Something strange is happening in tech right now. Companies are posting record profits and revenue while laying off tens of thousands of people, citing AI as the official explanation. So far this year, there have been an estimated 363 layoffs at tech companies, affecting nearly 150,000 people — a pace of about 974 people per day, 44% faster than last year — according to TrueUp, a tech job board and recruiting platform.

The Layoff Numbers

  • Tech layoffs hit their highest single month in two years last month, with nearly 40,000 cuts.
  • AI was the most-cited reason for layoffs across every industry for the third month running, according to outplacement firm Challenger, Grey & Christmas.

The Skepticism

There’s growing skepticism that AI is really the culprit, though — that it’s more of a convenient cover story than the actual cause. Few examples illustrate the pushback better than what happened at Block earlier this year. After getting hammered over laying off nearly half of Block earlier this year, citing AI as the reason, Jack Dorsey denied the cuts were a sign of trouble at the payments company.

The Data Analysis

  • Early last month, AI chipmaker Cerebras Systems closed its first day on the Nasdaq up 68% from its $185 IPO price, giving the chipmaker a market cap of roughly $67 billion — the largest US tech IPO since Snowflake’s 2020 debut.
  • SpaceX meanwhile went public on Friday and enjoys, as of this writing, a $2.1 trillion market cap, turning Musk into a paper trillionaire and potentially minting an estimated 4,400 millionaires, and around 400 centimillionaires in the process.

The Impact Analysis

Set against that backdrop, Mark Zuckerberg’s latest purchase takes on new meaning. In early March, he purchased a $170 million mansion on Miami’s “Billionaire Bunker” — setting the all-time record for the most expensive home sale in Miami-Dade County history. Two months later, Meta announced it would lay off 8,000 people, or roughly 10% of its workforce.

The Prediction

Taken together, this isn’t just a story about job losses in isolation.
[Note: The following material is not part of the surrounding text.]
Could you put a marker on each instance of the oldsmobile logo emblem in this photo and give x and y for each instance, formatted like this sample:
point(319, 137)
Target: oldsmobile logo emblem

It’s tens of thousands of laid-off tech workers hitting an unusually unforgiving cost environment at the same time that tens of thousands of AI insiders are seeing once-in-a-generation paper wealth materialize. If the optics of 2008 were, “We’re bailing out the people who broke the economy while you lose your job,” the optics here could end up being, “We’re getting richer than ever, off the very tech we’re using to replace you.”